I am a cop first, a mom first, a woman first…. a manager first… and this list goes on! And I thought I was an individual / Anuradha first. How do you go about doing your job / roles and still be yourself? I guess this is a question that has so often been posed in countless ways. There is so much of time and effort being spent in being that ‘special’ and ‘perfect’ person at home and at work that one tends to lose out; might I say, perhaps even forget what the essence of herself is. I am not sure if men experience the same. Needless to say, I haven’t been a man and thus wouldn’t have an answer for that. However, as a woman, it has plagued me. And somewhere along in these 4 long decades, I am not sure if I have lost out on the spirit that governs the ME in me.
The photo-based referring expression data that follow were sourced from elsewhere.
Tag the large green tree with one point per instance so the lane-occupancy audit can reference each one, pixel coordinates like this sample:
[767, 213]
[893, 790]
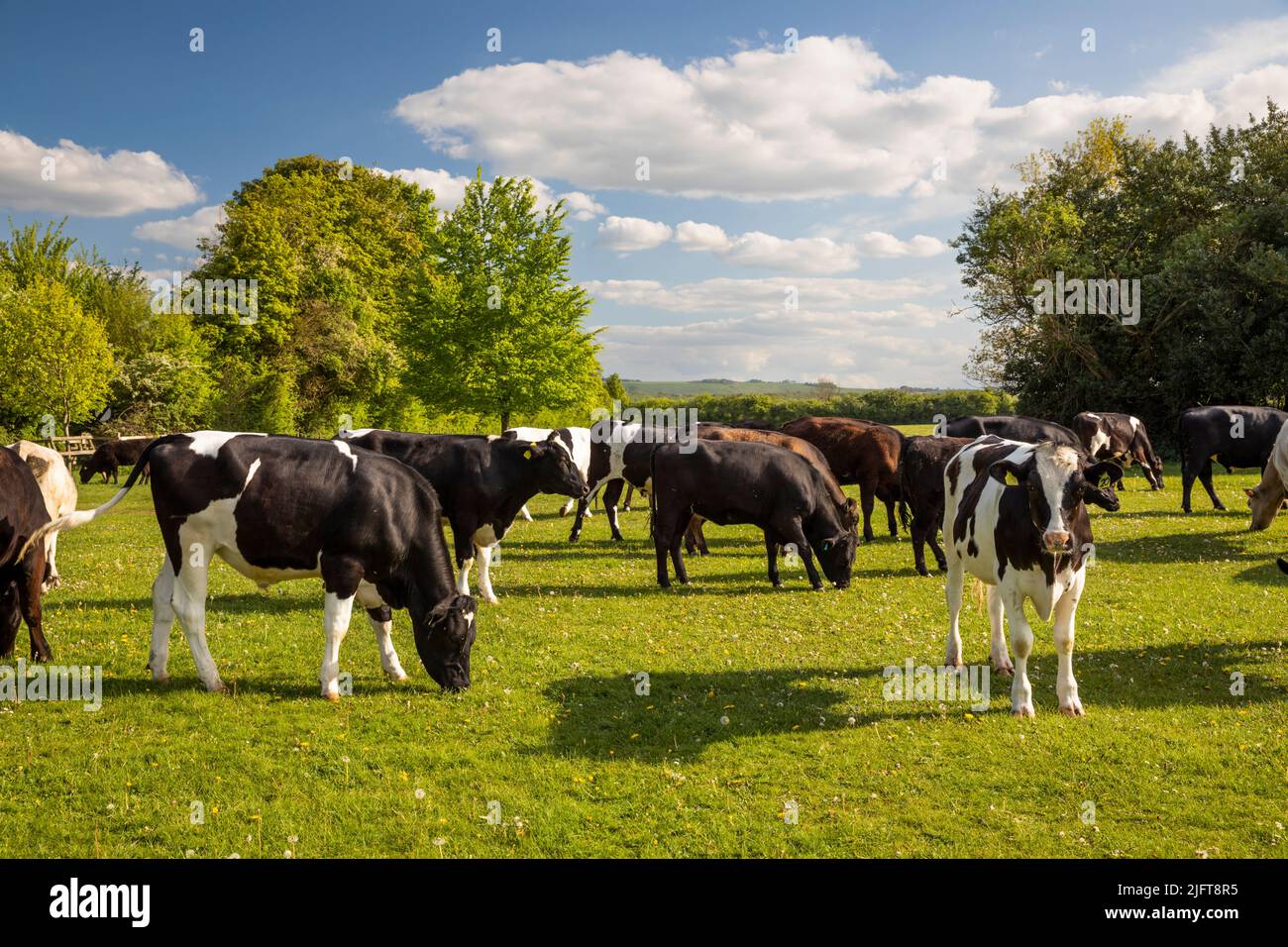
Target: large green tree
[331, 248]
[494, 325]
[1201, 223]
[56, 357]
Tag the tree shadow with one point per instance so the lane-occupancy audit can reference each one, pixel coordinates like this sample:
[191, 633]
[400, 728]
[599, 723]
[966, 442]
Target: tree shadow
[683, 714]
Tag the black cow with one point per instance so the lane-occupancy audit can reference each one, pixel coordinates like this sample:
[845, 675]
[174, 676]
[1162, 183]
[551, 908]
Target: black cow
[482, 482]
[22, 562]
[1013, 428]
[1235, 436]
[743, 482]
[1122, 438]
[112, 455]
[921, 487]
[278, 508]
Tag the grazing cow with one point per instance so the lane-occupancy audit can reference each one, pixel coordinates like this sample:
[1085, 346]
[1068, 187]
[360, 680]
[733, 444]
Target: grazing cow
[482, 482]
[22, 562]
[1025, 541]
[1235, 436]
[743, 482]
[112, 455]
[862, 453]
[1267, 497]
[921, 487]
[58, 487]
[1014, 428]
[576, 441]
[279, 508]
[1121, 438]
[695, 541]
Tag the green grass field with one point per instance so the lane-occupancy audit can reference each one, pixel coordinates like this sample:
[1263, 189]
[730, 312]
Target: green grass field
[758, 699]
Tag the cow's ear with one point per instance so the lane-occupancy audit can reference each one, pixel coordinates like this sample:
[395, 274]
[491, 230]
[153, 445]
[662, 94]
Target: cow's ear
[1009, 474]
[1106, 468]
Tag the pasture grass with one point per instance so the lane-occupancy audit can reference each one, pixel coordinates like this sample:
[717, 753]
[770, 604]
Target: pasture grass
[758, 698]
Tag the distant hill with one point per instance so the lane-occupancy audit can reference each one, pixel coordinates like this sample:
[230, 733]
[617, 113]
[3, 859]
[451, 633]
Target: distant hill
[687, 389]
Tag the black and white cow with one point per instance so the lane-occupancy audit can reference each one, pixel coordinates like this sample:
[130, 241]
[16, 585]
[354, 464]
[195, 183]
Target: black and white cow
[1024, 541]
[1235, 436]
[1013, 428]
[763, 484]
[482, 482]
[22, 561]
[1121, 438]
[279, 508]
[576, 441]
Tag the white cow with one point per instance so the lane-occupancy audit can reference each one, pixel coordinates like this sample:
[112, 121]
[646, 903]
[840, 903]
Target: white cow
[1022, 541]
[56, 486]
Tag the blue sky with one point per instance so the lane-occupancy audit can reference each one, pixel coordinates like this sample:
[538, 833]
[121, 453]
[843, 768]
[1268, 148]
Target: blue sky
[837, 169]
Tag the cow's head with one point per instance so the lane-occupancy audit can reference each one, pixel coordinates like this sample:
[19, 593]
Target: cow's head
[1266, 497]
[555, 474]
[836, 557]
[1057, 480]
[443, 641]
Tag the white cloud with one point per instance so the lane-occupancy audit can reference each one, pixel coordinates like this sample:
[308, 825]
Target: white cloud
[181, 231]
[722, 294]
[887, 245]
[832, 119]
[629, 234]
[88, 182]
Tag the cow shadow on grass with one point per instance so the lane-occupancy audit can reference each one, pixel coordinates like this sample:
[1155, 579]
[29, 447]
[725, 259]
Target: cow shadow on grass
[605, 718]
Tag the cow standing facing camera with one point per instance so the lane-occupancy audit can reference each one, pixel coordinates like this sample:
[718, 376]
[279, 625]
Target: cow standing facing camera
[1016, 517]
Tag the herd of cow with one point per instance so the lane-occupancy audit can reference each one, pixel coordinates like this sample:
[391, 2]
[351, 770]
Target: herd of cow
[364, 512]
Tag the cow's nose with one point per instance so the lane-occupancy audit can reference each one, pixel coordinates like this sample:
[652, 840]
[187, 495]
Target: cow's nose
[1056, 540]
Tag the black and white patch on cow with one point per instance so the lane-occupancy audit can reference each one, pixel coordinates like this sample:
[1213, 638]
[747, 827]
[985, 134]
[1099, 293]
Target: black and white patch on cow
[283, 508]
[1022, 541]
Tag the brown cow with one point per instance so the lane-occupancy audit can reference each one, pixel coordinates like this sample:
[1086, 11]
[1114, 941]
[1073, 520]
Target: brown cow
[694, 536]
[921, 487]
[862, 453]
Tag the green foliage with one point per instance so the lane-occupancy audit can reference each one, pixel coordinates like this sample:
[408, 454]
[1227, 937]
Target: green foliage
[888, 405]
[331, 249]
[494, 326]
[56, 359]
[1203, 224]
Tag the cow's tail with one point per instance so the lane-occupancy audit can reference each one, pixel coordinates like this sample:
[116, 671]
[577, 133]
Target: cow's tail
[80, 517]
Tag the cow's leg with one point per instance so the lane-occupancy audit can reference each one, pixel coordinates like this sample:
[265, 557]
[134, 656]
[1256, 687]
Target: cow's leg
[1206, 479]
[11, 617]
[336, 625]
[189, 605]
[867, 499]
[484, 557]
[919, 532]
[381, 624]
[30, 585]
[1021, 643]
[162, 620]
[1065, 611]
[953, 586]
[612, 493]
[997, 652]
[772, 557]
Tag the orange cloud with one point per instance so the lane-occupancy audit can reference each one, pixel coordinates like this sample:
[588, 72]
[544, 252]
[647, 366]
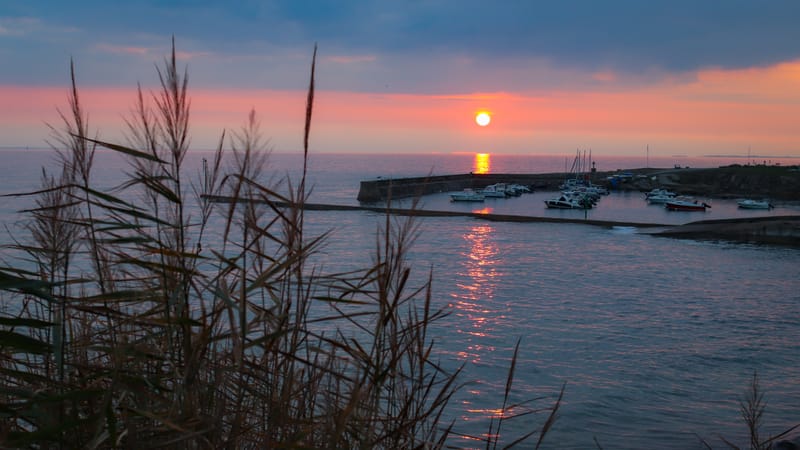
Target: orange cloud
[715, 111]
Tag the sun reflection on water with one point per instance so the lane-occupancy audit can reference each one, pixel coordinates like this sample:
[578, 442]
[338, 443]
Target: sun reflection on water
[483, 163]
[472, 300]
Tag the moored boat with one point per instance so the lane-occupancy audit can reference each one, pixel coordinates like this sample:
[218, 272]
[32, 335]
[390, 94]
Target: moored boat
[568, 202]
[754, 204]
[467, 195]
[497, 190]
[686, 204]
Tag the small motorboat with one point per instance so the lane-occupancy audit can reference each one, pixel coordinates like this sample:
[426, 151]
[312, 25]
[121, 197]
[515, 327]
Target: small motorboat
[754, 204]
[494, 191]
[569, 202]
[467, 195]
[686, 204]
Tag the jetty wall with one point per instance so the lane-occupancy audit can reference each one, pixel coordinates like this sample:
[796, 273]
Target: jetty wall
[773, 182]
[382, 189]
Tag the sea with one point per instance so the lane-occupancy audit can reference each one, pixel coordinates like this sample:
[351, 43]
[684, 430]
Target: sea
[654, 340]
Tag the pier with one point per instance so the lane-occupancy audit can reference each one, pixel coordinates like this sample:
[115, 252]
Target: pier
[382, 189]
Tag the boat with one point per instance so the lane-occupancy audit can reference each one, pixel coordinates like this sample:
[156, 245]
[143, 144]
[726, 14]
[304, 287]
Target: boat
[659, 199]
[659, 196]
[686, 204]
[754, 204]
[568, 202]
[467, 195]
[495, 191]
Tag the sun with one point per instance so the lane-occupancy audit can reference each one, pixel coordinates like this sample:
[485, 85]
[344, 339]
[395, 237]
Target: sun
[483, 118]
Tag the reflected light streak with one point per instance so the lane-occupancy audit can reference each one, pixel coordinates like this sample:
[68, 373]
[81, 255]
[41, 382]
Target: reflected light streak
[483, 163]
[475, 292]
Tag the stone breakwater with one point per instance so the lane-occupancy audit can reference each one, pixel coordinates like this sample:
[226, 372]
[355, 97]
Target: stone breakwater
[778, 230]
[773, 182]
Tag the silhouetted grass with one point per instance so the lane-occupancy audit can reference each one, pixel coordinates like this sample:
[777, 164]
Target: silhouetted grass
[139, 325]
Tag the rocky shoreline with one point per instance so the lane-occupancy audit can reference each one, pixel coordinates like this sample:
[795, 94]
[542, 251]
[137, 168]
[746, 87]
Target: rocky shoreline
[777, 230]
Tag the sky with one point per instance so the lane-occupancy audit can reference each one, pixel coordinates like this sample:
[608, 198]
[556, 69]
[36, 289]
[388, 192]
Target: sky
[617, 77]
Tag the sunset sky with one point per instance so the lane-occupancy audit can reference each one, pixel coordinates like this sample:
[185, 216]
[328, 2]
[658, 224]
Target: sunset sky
[680, 77]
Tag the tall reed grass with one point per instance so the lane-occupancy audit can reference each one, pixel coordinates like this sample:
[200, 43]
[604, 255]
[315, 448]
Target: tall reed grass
[129, 321]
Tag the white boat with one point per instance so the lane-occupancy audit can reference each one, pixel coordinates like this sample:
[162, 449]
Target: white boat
[467, 195]
[659, 199]
[754, 204]
[568, 202]
[686, 204]
[494, 191]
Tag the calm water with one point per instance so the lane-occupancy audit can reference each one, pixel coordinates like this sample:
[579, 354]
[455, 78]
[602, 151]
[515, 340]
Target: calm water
[656, 339]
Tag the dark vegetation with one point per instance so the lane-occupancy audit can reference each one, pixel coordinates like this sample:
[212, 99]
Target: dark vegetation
[130, 322]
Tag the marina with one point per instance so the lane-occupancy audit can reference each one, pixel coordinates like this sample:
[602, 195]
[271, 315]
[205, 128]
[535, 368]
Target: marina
[655, 340]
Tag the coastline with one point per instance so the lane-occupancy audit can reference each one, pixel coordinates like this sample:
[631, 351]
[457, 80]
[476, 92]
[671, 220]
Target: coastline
[775, 230]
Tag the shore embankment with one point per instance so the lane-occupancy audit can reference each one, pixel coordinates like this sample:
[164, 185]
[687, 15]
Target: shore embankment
[777, 230]
[757, 181]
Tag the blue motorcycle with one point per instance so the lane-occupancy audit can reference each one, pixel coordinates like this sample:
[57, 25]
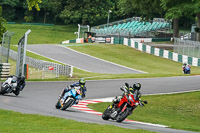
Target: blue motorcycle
[72, 97]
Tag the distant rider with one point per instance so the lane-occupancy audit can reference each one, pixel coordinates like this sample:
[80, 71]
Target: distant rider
[79, 85]
[135, 91]
[186, 68]
[20, 83]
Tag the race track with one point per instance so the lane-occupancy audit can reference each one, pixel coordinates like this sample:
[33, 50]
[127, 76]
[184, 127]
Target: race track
[79, 60]
[40, 98]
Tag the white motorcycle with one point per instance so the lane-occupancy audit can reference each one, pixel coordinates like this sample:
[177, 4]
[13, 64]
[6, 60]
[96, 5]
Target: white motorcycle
[9, 86]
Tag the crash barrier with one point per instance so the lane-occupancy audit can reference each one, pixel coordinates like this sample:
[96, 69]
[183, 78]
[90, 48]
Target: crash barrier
[117, 40]
[187, 47]
[132, 27]
[46, 66]
[80, 40]
[157, 51]
[4, 70]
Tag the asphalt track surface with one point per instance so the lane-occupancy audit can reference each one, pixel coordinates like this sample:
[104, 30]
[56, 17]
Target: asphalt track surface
[40, 98]
[79, 60]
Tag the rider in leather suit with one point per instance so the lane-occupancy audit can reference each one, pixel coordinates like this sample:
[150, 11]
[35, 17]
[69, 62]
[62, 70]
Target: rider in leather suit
[83, 90]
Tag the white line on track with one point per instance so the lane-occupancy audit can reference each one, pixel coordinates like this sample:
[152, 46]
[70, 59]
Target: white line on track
[82, 106]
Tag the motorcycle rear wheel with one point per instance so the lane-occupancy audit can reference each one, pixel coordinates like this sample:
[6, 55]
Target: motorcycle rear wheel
[122, 115]
[58, 104]
[68, 104]
[106, 114]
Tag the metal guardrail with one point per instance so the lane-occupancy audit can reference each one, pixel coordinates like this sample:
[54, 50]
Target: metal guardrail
[43, 65]
[187, 47]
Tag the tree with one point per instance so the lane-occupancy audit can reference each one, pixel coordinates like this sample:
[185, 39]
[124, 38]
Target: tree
[175, 9]
[196, 9]
[9, 9]
[86, 11]
[33, 3]
[147, 9]
[2, 21]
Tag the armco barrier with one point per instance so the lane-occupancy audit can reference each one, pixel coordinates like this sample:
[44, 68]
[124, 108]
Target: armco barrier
[4, 70]
[157, 51]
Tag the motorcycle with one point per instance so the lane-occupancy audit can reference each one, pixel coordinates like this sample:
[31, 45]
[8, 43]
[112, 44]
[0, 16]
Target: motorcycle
[9, 86]
[70, 100]
[125, 105]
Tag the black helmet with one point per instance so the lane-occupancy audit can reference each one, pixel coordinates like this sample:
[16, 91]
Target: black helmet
[137, 86]
[82, 81]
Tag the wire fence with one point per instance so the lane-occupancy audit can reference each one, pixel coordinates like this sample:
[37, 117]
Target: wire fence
[187, 47]
[43, 68]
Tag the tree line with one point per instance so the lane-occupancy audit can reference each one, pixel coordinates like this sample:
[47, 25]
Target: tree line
[95, 12]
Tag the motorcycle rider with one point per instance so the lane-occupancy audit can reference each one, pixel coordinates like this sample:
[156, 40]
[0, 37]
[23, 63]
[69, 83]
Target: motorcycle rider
[80, 84]
[18, 83]
[186, 68]
[135, 91]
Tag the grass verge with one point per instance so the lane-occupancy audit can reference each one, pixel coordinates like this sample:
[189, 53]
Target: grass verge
[123, 55]
[42, 34]
[23, 123]
[179, 111]
[135, 59]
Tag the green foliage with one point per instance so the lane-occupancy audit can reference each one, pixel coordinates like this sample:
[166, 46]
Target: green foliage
[176, 8]
[33, 3]
[147, 9]
[86, 11]
[2, 22]
[42, 34]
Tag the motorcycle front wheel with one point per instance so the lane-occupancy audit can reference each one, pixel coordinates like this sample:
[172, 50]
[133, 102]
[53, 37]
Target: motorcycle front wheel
[106, 114]
[68, 103]
[122, 115]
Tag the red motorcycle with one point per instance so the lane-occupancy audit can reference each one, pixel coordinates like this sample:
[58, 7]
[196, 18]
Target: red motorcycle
[122, 106]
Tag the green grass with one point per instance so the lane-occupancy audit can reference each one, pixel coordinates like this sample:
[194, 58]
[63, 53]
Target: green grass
[42, 34]
[13, 122]
[124, 55]
[180, 111]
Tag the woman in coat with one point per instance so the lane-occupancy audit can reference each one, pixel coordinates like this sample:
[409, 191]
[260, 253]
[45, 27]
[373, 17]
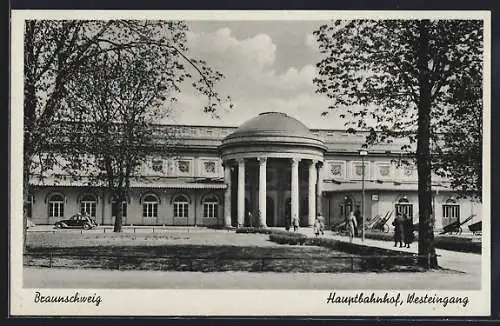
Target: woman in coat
[351, 225]
[398, 230]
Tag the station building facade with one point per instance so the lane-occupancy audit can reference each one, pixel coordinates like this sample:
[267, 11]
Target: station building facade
[263, 173]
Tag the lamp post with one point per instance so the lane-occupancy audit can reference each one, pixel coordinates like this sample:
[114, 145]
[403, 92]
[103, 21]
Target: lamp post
[363, 153]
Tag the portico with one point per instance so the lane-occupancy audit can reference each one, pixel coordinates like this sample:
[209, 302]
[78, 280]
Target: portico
[273, 155]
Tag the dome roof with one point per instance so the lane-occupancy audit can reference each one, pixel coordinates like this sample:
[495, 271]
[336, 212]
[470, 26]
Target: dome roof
[272, 128]
[273, 123]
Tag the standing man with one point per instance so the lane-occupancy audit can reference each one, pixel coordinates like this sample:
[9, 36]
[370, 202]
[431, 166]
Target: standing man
[398, 230]
[359, 222]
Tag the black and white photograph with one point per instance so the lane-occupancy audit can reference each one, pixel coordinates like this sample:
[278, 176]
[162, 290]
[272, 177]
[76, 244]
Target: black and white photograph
[277, 163]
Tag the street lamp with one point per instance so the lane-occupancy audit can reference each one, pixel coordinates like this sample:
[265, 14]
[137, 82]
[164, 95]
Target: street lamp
[363, 153]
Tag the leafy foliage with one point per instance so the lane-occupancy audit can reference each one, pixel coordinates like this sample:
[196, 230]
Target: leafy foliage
[370, 71]
[410, 79]
[96, 87]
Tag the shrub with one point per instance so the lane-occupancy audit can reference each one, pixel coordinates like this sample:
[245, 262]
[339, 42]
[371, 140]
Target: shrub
[446, 242]
[253, 230]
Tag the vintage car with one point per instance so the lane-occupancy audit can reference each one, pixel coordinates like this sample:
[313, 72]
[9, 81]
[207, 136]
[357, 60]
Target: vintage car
[77, 221]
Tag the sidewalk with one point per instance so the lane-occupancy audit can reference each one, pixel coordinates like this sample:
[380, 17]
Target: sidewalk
[140, 279]
[458, 261]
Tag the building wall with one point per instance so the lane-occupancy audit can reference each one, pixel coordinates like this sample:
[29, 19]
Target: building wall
[199, 160]
[73, 195]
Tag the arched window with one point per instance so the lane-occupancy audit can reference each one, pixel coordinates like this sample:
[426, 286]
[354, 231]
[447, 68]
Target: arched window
[150, 206]
[56, 206]
[404, 207]
[181, 204]
[210, 207]
[451, 211]
[88, 205]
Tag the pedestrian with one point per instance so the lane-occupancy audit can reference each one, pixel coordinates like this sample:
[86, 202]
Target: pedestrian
[351, 225]
[408, 230]
[398, 224]
[295, 223]
[357, 215]
[316, 227]
[321, 220]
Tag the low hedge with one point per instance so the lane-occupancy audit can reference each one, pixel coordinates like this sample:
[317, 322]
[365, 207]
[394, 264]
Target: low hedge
[253, 230]
[454, 243]
[371, 258]
[262, 230]
[290, 238]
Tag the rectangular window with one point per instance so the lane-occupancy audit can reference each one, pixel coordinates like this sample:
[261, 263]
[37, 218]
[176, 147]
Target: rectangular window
[451, 213]
[114, 209]
[210, 210]
[150, 210]
[183, 167]
[88, 207]
[181, 210]
[56, 209]
[209, 167]
[404, 209]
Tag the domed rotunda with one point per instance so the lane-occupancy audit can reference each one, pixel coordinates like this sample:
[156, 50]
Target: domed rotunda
[270, 163]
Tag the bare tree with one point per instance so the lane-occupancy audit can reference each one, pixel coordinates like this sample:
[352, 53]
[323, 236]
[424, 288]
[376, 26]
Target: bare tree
[57, 53]
[400, 78]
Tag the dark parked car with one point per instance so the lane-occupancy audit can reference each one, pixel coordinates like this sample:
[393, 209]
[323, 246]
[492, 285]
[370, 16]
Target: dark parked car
[77, 221]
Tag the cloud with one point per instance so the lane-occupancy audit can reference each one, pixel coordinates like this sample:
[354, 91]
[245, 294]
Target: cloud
[254, 82]
[311, 42]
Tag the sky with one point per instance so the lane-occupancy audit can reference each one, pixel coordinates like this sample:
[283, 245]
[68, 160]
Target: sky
[269, 66]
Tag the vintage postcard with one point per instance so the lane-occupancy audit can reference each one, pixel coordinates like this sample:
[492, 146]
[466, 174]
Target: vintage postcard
[208, 163]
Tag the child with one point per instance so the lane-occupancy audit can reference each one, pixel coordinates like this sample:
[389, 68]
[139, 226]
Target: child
[317, 227]
[295, 223]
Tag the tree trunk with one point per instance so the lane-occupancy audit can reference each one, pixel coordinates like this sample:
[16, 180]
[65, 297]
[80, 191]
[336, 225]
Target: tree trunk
[426, 250]
[120, 198]
[26, 198]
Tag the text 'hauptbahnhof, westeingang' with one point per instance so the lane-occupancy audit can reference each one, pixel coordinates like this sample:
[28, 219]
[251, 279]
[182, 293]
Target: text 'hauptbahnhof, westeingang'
[264, 172]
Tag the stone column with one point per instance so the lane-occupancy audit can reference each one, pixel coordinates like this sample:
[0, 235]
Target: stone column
[241, 192]
[312, 193]
[262, 190]
[319, 191]
[227, 195]
[295, 188]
I do hope not.  

Therein lies the rationale of why so many women experience the proverbial ‘glass ceiling’. The show can’t go on forever. It needs to come to a stop at some point and it is at that point when she says ‘enough’ that the glass ceiling materializes. The ability to walk the talk; a dialogue which she has perfected is now at the brink of a menopause. I guess I got tired of ambling that talk. In Lindsay, I saw a struggle that I experienced so many times. The struggle to put the real me in a box in order to go back and do my job. I did the job, as do most of us, in all integrity, at the end shredding a piece of us.  

The essence of a being is in her ability to be herself sans the mask. I don’t need to be a vigilante to deal with the dark forces.